While there is quite strong support to view autism as a neurodevelopmental disorder, the precise mechanisms that underlie this spectrum remain elusive. A research group from the University of California at Davis previously found evidence for autism specific antibodies that were able to recognize fetal proteins. They now turn to the specific targets or antigens for these antibodies that may be present in the developing brain.
Subjects for this study came from the Childhood Autism Risks from Genetics and Environment study (CHARGE). A total of 246 children with an autistic spectrum disorder (ASD) were compared to 149 typically developing controls. Maternal blood samples were taken and used to react with fetal rhesus macaque brain tissue. The authors employed a proteomic antigen identification procedure using tandem mass spectrometry with confirmatory results from western blot analysis.
Results revealed a significantly increased risk of offspring autism related to maternal reactivity to any of implicated antigens either alone or in combination. Reactivity to two or more of the target proteins was found in 23% of mothers of autistic children versus only 1% of non-autistic children. The researchers found 7 primary antigen targets for the maternal antibodies, namely lactate dehydrogenase A and B (LDH), cypin, stress-induced phosphoprotein 1 (STIP1), collapsin response mediator proteins 1 and 2 (CRMP1, CRMP2), and Y-box-binding protein. The particular antigens are known to be important in neuronal development and cell migration. There was some evidence that maternal reactivity to these antigens was particularly related to stereotypical behaviors.
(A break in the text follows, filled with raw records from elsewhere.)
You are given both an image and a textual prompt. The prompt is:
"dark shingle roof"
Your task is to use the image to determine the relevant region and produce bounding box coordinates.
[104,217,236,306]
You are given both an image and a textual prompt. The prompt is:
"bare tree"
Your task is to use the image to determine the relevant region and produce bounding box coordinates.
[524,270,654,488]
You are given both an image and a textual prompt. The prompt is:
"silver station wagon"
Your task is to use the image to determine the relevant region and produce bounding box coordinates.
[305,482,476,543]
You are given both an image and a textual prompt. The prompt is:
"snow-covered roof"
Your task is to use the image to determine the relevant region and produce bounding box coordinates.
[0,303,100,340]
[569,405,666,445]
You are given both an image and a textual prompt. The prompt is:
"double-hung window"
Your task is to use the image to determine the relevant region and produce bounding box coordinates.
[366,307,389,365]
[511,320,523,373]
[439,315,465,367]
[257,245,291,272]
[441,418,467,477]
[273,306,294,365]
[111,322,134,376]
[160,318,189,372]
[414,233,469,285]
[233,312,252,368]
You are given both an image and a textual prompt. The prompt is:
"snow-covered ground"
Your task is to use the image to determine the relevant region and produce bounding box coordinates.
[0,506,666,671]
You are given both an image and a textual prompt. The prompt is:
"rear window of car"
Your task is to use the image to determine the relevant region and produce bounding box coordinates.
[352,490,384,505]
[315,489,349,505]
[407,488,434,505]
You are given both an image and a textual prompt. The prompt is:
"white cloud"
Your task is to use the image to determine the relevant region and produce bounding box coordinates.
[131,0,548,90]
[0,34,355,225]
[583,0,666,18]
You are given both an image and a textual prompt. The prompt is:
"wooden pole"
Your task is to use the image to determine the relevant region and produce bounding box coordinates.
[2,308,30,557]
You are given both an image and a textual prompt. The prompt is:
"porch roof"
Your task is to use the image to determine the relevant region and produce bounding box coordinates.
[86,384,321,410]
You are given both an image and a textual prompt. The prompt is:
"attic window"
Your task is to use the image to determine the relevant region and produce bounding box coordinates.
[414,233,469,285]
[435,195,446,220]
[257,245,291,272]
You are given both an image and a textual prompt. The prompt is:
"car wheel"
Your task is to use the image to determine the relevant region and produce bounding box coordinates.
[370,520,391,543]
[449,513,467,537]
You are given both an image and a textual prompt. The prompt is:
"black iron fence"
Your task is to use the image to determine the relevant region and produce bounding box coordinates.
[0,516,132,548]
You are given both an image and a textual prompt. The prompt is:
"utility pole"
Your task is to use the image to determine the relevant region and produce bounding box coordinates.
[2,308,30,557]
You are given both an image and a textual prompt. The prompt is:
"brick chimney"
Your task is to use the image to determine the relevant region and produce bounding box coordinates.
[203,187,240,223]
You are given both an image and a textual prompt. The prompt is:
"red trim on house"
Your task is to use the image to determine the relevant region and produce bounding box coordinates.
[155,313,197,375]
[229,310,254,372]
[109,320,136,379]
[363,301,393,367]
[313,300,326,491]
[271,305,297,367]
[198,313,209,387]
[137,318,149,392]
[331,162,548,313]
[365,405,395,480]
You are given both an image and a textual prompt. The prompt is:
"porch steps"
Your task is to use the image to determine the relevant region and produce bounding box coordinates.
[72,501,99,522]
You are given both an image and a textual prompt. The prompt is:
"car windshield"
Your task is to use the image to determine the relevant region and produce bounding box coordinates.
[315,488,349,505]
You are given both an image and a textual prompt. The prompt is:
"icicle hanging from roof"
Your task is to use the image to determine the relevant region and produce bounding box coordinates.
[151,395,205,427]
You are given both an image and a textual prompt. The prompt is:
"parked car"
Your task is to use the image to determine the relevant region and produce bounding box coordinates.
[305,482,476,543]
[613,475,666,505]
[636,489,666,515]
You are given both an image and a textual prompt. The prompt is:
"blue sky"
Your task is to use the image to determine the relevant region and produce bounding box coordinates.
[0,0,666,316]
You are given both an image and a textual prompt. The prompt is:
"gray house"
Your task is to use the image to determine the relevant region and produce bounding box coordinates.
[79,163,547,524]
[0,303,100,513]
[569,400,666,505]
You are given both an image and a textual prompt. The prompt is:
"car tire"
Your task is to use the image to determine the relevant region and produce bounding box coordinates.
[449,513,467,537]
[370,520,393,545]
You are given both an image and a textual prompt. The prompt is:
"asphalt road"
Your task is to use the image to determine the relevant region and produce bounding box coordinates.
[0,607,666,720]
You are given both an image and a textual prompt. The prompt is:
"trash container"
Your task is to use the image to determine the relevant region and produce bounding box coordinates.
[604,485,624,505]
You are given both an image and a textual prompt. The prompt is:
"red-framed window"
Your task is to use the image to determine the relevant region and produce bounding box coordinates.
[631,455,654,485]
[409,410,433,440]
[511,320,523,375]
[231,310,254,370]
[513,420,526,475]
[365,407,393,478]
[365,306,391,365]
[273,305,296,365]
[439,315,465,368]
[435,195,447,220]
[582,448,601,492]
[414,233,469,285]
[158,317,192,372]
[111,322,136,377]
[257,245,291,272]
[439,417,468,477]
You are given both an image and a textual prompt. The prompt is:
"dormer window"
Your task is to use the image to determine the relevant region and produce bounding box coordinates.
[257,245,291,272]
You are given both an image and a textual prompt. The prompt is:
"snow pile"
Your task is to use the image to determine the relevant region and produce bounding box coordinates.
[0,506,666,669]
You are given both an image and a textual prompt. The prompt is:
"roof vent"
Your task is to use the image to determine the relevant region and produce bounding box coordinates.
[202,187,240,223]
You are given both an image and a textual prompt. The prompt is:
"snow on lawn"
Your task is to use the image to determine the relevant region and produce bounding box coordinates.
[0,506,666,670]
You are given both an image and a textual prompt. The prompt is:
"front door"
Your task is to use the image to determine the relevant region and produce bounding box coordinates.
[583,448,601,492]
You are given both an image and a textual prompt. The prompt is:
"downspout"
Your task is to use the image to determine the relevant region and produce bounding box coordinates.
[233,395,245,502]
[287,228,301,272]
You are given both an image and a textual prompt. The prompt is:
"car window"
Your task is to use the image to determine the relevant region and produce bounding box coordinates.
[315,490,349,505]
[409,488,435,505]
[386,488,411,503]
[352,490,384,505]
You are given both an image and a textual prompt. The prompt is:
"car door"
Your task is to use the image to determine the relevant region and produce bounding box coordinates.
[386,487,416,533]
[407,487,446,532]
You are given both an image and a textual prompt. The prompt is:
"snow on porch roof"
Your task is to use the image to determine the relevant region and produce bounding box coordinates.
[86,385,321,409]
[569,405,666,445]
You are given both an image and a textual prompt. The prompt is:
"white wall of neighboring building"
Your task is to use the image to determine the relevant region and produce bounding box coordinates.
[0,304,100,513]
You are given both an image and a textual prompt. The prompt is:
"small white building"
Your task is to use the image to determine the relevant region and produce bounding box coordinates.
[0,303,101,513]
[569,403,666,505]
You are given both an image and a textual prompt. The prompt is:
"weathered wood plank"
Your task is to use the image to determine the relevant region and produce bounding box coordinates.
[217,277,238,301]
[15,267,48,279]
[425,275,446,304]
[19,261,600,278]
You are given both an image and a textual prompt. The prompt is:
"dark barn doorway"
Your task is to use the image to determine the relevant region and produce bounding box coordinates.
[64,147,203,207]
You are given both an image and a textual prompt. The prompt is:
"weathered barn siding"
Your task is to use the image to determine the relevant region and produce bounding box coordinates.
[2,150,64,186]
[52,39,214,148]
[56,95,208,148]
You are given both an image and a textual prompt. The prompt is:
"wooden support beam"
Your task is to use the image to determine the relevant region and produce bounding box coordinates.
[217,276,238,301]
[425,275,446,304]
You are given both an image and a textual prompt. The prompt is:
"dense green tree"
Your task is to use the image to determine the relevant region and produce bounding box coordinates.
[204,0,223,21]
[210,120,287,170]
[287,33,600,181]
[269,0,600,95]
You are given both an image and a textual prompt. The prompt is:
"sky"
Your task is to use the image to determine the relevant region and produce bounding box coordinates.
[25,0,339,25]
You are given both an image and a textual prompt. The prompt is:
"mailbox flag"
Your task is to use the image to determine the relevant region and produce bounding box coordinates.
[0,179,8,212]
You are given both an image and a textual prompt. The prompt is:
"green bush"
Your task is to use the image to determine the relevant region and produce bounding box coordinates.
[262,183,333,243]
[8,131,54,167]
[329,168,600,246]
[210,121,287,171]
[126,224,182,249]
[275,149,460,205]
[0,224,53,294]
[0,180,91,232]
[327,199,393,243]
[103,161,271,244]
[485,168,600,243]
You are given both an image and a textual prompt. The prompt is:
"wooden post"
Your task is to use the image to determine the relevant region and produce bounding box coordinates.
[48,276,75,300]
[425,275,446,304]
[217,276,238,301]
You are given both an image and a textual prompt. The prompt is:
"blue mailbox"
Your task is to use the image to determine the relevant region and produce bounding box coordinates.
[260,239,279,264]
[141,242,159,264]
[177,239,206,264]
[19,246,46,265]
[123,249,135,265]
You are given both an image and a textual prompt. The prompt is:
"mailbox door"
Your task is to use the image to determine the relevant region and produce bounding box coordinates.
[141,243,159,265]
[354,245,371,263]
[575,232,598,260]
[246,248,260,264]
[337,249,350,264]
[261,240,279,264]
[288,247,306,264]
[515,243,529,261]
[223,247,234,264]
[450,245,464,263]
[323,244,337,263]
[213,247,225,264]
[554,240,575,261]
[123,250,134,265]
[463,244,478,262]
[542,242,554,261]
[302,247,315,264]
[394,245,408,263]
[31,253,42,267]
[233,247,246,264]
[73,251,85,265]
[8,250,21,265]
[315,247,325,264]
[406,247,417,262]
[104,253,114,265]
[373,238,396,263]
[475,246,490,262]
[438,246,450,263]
The authors concluded that these particular antigens may be the targets of maternal antibodies that lead to abnormal neurodevelopment during gestation. Reactivity to these fetal proteins, they speculated, could be a potential biomarker for autism.
This study adds to the growing evidence suggesting that the mechanism behind at least some cases of autistic spectrum disorders relates to maternal immune dysregulation that results in disruption of neuronal development and migration in the fetal brain. It is worth noting, however, that maternal antibody reactivity was not found in the majority of ASD cases.
Braunschweig D, et al. (2013). Autism-specific maternal autoantibodies recognize critical proteins in developing brain. Trans Psychiatry 3:e277.